Betriebsübergang auf mehrere Erwerber

Bislang war es herrschende Rechtsprechung, dass im Falle eines Betriebsüberganges ein Arbeitsverhältnis nur als Ganzes auf einen Erwerber übergehen kann. Davon ist nun der Europäische Gerichtshof erstmals mit Urteil vom 26.03.2020 (C-344/18) abgewichen.

Entschiedener Sachverhalt

Ergangen ist die Entscheidung des Europäischen Gerichtshofes zum Fall einer belgischen Arbeitnehmerin, die als Projektleiterin in einer Reinigungsfirma für die Reinigung von drei verschiedenen Gebäuden zuständig war. Bei einer Neuausschreibung wurde die Reinigung der Gebäude verschiedenen Losen zugeteilt, die einzeln ausgeschrieben wurden. Zwei der Lose gewann ein Unternehmen, ein weiteres Los ein anderes Unternehmen. Der anwendbare Tarifvertrag sah nach belgischem Recht vor, dass die bestehenden Arbeitsverträge aufgrund des Überganges des Reinigungsauftrages auf den Erwerber übergehen.

Begründung

Das belgische Gericht fragte vor diesem Hintergrund den Europäischen Gerichtshof, ob Art. 3 Abs. 1 RL 2001/23/EG dahingehend auszulegen ist, dass in einem Fall des Überganges auf mehrere Unternehmen der Arbeitsvertrag

  • auf verschiedene Unternehmen im Verhältnis zum Beschäftigungsanteil übergeht oder
  • auf den Erwerber übergeht, der den Unternehmensteil übernimmt, in dem der Arbeitnehmer hauptsächlich beschäftigt war, oder
  • auf keinen Erwerber übergeht, und ob dies auch gilt, wenn man den Übergang des Beschäftigungsanteils auf die übertragenen Unternehmensteile nicht bestimmen kann.

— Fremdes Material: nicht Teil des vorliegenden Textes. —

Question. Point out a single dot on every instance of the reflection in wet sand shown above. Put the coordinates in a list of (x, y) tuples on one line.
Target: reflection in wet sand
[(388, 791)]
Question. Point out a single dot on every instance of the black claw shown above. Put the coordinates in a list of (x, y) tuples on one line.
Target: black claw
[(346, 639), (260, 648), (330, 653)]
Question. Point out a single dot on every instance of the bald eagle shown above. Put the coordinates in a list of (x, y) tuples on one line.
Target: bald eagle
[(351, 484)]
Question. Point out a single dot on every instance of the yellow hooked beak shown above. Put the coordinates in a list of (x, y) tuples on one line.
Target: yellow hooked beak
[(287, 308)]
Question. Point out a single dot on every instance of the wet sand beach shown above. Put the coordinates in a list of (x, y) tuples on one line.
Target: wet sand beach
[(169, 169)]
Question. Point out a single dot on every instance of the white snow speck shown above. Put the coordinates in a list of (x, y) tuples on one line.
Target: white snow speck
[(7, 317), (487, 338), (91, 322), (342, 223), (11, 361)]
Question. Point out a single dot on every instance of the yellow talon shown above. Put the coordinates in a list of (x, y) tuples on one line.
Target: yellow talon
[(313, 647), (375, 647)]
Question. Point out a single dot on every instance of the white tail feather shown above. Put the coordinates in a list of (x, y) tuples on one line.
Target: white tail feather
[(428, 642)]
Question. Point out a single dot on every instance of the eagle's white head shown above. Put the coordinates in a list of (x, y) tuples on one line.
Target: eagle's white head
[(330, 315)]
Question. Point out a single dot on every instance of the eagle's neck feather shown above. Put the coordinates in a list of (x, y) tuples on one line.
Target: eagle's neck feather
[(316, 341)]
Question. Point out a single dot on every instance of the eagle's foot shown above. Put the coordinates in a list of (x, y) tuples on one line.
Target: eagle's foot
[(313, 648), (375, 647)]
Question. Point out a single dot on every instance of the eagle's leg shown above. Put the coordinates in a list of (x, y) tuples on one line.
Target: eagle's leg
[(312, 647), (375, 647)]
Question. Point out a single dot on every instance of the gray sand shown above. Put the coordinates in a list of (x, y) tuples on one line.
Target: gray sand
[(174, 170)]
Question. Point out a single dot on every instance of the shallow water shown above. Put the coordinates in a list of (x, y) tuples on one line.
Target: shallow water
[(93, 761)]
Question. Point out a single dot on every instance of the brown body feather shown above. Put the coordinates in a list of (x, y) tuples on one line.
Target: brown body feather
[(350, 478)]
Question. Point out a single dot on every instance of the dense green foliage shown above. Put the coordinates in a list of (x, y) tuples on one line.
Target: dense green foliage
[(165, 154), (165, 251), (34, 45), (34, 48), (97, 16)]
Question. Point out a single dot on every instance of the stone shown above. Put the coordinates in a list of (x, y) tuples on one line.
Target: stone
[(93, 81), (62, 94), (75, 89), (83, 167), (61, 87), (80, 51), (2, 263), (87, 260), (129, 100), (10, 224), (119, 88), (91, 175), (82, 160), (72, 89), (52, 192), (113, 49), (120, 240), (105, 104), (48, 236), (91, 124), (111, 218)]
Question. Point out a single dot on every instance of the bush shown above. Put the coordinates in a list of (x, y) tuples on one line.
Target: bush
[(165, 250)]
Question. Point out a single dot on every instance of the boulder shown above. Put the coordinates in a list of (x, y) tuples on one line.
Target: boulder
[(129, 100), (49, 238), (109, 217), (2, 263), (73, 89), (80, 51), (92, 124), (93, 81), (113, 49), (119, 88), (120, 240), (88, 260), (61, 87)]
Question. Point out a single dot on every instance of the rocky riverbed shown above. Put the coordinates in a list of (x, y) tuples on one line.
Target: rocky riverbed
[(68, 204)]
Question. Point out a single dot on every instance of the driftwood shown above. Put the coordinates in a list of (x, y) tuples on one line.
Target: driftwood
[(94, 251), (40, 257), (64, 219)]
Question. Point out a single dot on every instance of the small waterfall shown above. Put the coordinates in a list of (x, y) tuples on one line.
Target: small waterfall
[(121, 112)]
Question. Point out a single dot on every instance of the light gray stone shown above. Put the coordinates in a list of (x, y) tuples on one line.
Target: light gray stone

Der Europäische Gerichtshof stellt fest, dass die Richtlinie den Fall des Überganges auf mehrere Erwerber nicht regelt, ihr Sinn und Zweck jedoch ist, die Fortsetzung der Arbeitsverhältnisse mit dem Erwerber in unveränderter Form sicherzustellen. Eine Auslegung, wonach die wirtschaftliche Einhaltung in einem Sachverhalt wie in dem vorliegenden auf keinen Erwerber übergehe, komme daher nicht in Betracht. Ein Übergang auf beide Erwerber anteilig entsprechend der vom betreffenden Arbeitnehmer wahrgenommenen Aufgaben sei grundsätzlich denkbar, sofern eine Aufspaltung des Arbeitsvertrages möglich sei und weder eine Verschlechterung der Arbeitsbedingungen nach sich ziehe noch die Wahrung der durch die Richtlinie gewährleisteten Ansprüche berühre.  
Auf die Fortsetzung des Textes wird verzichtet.